Correct. It means absolutely nothing in the face of a government which constantly stomps on the constitution that limits its power. But, saying that healthcare (or any good) is a right is equally meaningless because saying it doesn't make it so.
Quote from trefoil:
Electricity isn't a right, but it is highly regulated, because in a modern society it's a necessity.
That sentence makes as much sense as any random collection of words. Electricity is not a necessity for survival and your arbitrary declaration that it is does not make it so.
Besides that, it is not regulated because it is deemed to be a necessity and regulation and socialized medicine have absolutely nothing to do with each other.
No wonder Thunderass loves your comment so much. You make less sense than he does.
Quote from trefoil:
EDitto for water and heat.
Also not provided by via single-payer system and completely irrelevant to the discussion.
Quote from trefoil:
Other things are treated by society as a public good: roads, police, and fire protection, all of which were, at one time, private enterprises.
Great. Let's take your logic to its final conclusion: if everything can be seen as a public good, why not start treating EVERYTHING as a public good and make the government provide EVERYTHING. We did that in Russia and it worked so well.
Quote from trefoil:
Arguing that it should be that way again will get you nowhere, because it simply isn't going to happen.
Where on this thread did you see anyone argue for a private police force? Mowing down straw men is sort of fruitless.
Quote from trefoil:
Healthcare in every other industrialized country is treated as a public good.
Yes. They pay huge sums for the shittiest health service on earth. I've sampled several European countries and you wouldn't be able to recognize what passes for healthcare in most European countries and Canada. ALL European countries are moving toward privatization but when you combine both public and private expenditures, they pay more and get less. Their healtchare costs are also skyrocketing and the health services are responding by cutting service. However, they are also not as fat as Americans and that Obesity problem is a huge driver for healthcare costs. So, we can expect to be worse off.
Quote from trefoil:
From a financial POV, it makes the most sense by a wide margin, because of the economies of scale involved in covering everyone, so cherry-picking healthy folk isn't a problem.
Any economies of scale and the elimination of adverse selection (which exists in ALL forms insurance including fire, life, etc. and they somehow manage to get on) would be vastly outweighed by the over-use problem, which tends to happen when there is no incremental cost to the user. The solution? Rationing. So, the promise of single payer - access - is the first thing to go under single payer.
Quote from trefoil:
The current USA system, such as it is, is socialism for the covered corporate/government employee, and a free market for small business workers and owners and self-employed people. The result, of course, is that small business folks and self-employed people massively subsidize corporate and government employees. The result of that is that most sane people with an economic choice decide to work for large corporations or the government.
This is the least optimal outcome. You want a system where people make a choice to start a business or be an employee based on their inclinations and abilities. What you have is a system where large numbers of the most intelligent and able wind up working for years for other people, and only strike out on their own when they know they won't endanger the lives, quite literally, of themselves or their family by exposing them to the dysfunctional "market" for healthcare the USA has, which is rife with cherry-picking.

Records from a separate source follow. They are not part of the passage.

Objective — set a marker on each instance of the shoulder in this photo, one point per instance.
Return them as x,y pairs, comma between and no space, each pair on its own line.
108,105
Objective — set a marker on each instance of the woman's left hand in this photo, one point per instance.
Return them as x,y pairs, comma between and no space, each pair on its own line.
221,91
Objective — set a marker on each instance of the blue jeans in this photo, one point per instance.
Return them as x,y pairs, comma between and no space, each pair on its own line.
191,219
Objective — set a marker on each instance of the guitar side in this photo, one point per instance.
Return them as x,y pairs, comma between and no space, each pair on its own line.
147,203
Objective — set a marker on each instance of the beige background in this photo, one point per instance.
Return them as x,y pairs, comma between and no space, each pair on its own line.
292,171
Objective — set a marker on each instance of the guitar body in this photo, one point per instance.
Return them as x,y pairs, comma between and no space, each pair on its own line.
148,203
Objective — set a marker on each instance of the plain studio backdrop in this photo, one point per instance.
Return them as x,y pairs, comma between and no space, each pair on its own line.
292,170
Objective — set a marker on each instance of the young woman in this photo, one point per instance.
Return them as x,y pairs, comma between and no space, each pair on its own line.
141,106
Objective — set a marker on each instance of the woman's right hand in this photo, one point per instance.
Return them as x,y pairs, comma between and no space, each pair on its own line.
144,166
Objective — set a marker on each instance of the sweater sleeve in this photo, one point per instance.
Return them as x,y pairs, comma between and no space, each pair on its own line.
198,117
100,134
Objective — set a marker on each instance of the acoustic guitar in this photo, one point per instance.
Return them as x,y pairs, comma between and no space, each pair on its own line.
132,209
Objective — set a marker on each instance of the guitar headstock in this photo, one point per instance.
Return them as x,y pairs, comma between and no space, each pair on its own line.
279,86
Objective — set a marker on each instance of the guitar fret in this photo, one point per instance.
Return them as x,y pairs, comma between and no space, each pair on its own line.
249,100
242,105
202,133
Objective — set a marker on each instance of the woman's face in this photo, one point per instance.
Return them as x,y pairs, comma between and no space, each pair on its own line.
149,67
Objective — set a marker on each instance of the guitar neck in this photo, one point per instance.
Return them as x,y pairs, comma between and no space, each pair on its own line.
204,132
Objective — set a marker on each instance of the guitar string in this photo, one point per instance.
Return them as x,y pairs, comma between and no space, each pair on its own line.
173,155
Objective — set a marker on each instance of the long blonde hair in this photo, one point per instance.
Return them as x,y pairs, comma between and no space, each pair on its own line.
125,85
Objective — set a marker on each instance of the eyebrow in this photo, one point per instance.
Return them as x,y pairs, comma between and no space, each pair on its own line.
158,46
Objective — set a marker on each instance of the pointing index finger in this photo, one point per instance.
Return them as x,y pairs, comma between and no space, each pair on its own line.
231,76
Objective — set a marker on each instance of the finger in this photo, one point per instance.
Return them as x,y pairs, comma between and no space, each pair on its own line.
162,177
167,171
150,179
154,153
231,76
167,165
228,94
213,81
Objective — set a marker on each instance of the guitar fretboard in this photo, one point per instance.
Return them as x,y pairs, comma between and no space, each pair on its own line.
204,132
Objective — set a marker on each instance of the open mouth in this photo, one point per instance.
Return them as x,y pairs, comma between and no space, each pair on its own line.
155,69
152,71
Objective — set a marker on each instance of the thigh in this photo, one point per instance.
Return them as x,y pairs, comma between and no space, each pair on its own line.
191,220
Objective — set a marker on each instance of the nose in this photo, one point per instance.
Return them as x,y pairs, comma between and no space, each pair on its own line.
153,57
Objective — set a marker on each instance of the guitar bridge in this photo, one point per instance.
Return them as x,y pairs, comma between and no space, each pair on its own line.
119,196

The solution to this problem is to treat healthcare as a public good. A mixed socialist/free market "system" - really a mess - is the worst possible choice, but it's the choice the US has fallen into, by historical happenstance.

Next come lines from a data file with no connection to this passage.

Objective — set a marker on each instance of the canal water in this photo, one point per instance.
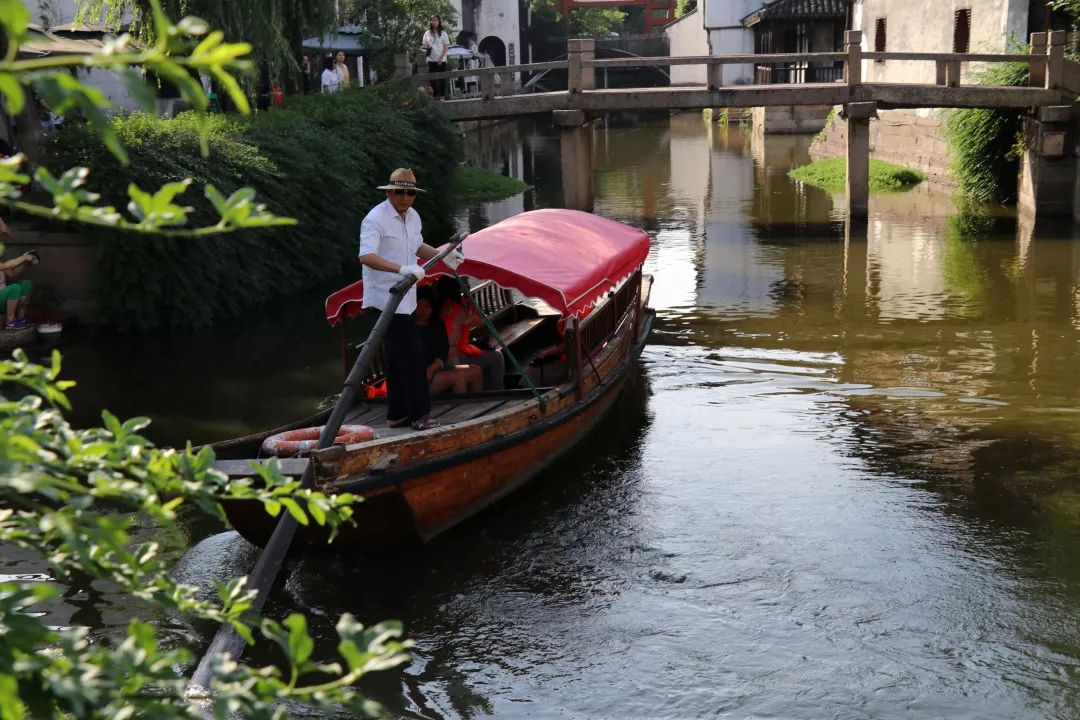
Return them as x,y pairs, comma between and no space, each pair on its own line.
842,485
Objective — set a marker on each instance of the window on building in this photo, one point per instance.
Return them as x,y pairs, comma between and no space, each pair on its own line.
961,30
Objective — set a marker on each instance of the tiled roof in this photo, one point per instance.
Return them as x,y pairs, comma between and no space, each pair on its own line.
798,10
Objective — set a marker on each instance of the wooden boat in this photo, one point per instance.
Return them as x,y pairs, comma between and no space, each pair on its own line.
551,279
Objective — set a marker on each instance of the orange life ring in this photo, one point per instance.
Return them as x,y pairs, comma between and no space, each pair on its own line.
294,442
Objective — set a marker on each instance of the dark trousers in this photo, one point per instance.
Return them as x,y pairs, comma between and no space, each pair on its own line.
406,378
437,86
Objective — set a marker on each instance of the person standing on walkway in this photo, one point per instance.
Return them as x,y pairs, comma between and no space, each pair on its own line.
390,242
437,44
15,293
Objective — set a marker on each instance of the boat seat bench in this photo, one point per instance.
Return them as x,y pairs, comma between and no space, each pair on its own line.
496,302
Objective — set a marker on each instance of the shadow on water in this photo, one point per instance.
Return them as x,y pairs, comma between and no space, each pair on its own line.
547,544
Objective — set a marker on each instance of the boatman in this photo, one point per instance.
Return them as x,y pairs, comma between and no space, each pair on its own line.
390,242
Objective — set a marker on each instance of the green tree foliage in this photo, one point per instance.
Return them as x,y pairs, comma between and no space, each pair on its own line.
984,141
319,158
584,22
70,498
396,26
1071,7
274,28
683,7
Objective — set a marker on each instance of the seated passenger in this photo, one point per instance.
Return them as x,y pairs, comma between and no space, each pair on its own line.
460,321
442,376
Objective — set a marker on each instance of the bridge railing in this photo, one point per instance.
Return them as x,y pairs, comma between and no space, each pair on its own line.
1047,62
490,81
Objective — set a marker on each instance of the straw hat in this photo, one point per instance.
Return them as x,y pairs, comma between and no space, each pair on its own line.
401,179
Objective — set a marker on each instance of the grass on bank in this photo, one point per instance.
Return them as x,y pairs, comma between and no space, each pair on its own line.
828,175
475,185
318,159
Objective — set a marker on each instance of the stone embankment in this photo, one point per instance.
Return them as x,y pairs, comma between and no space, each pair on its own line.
909,138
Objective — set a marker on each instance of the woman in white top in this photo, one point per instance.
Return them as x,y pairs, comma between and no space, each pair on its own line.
341,68
436,42
332,79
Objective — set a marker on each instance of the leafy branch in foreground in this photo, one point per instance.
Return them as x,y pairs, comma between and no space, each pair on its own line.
75,499
71,497
179,54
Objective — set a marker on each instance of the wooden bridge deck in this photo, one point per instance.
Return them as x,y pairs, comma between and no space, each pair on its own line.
887,95
1053,80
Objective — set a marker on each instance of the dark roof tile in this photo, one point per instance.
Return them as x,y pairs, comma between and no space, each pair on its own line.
788,10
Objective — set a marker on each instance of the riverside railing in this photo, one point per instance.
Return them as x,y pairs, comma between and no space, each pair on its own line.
1049,68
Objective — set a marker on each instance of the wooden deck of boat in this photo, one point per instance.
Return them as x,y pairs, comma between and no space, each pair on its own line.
446,411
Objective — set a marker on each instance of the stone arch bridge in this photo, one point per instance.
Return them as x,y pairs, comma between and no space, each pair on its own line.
1048,170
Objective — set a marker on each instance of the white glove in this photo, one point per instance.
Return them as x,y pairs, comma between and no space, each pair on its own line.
454,258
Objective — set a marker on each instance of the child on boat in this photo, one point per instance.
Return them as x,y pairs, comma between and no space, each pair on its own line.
442,376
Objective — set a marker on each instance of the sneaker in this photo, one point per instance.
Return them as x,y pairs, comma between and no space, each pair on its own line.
426,423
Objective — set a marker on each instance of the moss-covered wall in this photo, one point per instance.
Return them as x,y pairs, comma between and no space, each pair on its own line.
316,159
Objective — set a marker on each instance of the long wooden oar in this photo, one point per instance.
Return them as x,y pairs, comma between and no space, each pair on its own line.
227,641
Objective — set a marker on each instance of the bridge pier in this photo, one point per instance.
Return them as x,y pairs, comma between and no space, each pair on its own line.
1048,185
858,180
576,147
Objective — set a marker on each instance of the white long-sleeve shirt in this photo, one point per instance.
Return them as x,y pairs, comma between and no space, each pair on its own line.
437,45
395,239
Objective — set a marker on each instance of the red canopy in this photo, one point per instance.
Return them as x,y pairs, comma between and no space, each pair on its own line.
567,258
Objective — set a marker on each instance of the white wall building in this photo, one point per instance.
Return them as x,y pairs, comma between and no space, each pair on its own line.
687,37
714,28
52,14
935,26
728,36
494,25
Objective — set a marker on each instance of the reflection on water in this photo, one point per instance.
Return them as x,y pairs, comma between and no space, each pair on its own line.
845,484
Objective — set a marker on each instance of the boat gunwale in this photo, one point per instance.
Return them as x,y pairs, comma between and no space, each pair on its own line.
393,477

It's completely indefensible. It delivers the worst care at the highest price.
The hold conclusion and analysis is a hot mess. Health insurance didn't stop me from leaving the I-bank and starting my own company. I got insurance right away. Never stopped anyone I know from starting their own business.
The problem is that there IS no market for health care. States mandates raise the cost of insurance by limiting choice. This means that if in NY you want just catastrophic coverage, you can't get it. State by state regulation means that moving from one state to another constitutes a break in coverage and a circumstance to deny further insurance for that arbitrary reason. The system is so screwed up because it already operates VERY much like socialized medicine and every single one of these screwed up, cost raising, coverage denying measures is made possible by the very government that you want to entrust to provide you and your family with better healthcare. I can only laugh - but that's only because I can afford to buy my medical care privately and the majority of you guys screaming for socialized medicine can't.